Başbakan Angela Merkel, 'Kim olduğumuzu ve bizi güçlü kılanın, yani bir hukuk ve sorumluluk birliği olduğumuzu unutursak Avrupa'nın geleceği tehlikeye girer' dedi. Merkel, bu durumda Euro'nun ve onunla birlikte Avrupa'nın da başarısızlığa uğrayacağını ifade etti.
Beş yıl öncesi ve bugün
Merkel bugün bunları rahatlıkla söyleyebiliyor, çünkü durumun beş yıl öncesine göre daha farklı olduğuna ve Yunanistan'ın iflasının Avrupa'yı ekonomik olarak çöküşe sürükleyeceğine inanmıyor. Olası bir iflasın maliyetinin çok yüksek olacağı fakat Avrupa'nın varlığını tehdit etmeyeceği inancı hâkim.
Merkel, bu tutumuyla geçmiş yıllarda doğru olarak kabul dilen her şeyi alaşağı ediyor; özellikle de Yunanlara verilen 'Sizin düşmenize izin vermeyeceğiz ve kulüpte kalabilmeniz için elimizden gelen her şeyi yapacağız' mesajını.
Ancak Merkel'in şu anda böyle konuşabilmesinde 2010 yılından itibaren Yunanistan'ın iflasını cesur bir şekilde ötelemeyi başaranlar arasında yer almasının payı var.
Bankaların iflası ve buna bağlı olarak Euro Bölgesi'nin çöküşü tehdidi karşısında Yunanistan'ın tasarruf programı uygulanmaya zorlanması birçoklarına göre ehven-i şerdi. Yunan ekonomisinin modernleşeceğine umut bağlandı ve her şeyin İrlanda, İspanya ve Portekiz'deki gibi yürüyeceği düşünüldü.
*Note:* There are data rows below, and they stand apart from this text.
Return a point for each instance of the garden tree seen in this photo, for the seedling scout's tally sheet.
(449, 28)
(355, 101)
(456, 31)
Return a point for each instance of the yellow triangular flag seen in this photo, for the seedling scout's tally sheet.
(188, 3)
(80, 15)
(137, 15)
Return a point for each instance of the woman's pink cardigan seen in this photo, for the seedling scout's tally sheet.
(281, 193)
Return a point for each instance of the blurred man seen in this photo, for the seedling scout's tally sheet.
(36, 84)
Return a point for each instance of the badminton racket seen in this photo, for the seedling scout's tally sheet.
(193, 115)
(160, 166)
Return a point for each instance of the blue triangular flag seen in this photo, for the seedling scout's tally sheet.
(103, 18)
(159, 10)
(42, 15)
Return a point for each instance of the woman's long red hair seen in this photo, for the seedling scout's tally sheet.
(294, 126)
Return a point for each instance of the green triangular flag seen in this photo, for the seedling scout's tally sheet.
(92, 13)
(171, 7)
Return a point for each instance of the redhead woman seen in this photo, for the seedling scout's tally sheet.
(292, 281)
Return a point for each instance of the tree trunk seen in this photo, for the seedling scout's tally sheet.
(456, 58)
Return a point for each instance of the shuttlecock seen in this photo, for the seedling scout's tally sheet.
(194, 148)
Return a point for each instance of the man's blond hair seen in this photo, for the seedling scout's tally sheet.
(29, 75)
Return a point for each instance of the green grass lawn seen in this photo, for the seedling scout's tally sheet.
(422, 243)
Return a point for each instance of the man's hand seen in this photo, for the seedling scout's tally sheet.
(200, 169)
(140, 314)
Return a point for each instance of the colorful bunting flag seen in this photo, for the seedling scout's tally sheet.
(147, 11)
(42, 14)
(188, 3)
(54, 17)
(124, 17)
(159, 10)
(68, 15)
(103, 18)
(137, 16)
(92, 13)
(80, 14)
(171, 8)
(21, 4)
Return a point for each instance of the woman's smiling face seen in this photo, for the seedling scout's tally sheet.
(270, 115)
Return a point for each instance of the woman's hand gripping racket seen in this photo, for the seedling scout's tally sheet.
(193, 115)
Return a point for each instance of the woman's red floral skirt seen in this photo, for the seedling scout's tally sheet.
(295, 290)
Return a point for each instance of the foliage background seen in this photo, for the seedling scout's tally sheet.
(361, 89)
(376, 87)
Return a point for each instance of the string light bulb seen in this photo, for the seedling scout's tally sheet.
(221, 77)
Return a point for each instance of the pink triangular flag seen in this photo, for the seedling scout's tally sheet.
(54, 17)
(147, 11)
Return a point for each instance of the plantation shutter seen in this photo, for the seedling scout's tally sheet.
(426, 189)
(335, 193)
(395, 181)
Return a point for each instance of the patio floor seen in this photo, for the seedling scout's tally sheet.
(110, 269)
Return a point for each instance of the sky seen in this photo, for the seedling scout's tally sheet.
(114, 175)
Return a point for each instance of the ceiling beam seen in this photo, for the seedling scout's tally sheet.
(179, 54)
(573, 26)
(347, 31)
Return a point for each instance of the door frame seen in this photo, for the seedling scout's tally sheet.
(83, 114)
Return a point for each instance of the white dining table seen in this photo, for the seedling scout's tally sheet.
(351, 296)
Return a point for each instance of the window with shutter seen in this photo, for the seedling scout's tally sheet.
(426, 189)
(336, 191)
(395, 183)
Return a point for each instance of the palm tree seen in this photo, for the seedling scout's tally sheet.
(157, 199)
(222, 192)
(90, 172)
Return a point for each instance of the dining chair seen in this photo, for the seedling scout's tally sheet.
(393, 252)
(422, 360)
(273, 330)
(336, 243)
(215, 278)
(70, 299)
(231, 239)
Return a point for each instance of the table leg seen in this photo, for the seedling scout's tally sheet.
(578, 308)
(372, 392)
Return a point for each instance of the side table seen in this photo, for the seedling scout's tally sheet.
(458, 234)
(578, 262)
Ancak işler umulduğu gibi gitmedi. İç politika açısından bakıldığında bu artık bir rol oynamıyor. Başbakan Merkel ayaklarını yere sağlam basıyor ve bunu da değerlendirmek istiyor. Bunu iç siyasette puan toplamak ve CDU ile CSU arasında yeniden birlik oluşturtmak için de kullanmak istiyor. Birlik partileri arasında başlarda Yunanistan yardımlarına karşı çıkılmasına dair endişeler yerini açık bir karşıtlığa bıraktı. Yunanistan'la müzakereler ne şekilde devam ederse etsin tek bir şey kesin: Son dönemlerde çekimser kalan ve meydanı Avrupa Komisyonu, Avrupa Merkez Bankası ve IMF'ye bırakan federal hükümet, gelecekte daha aktif bir şekilde rol almak istiyor. Merkel bunu açık ve demir gibi sert bir tutumla dünyaya duyurdu."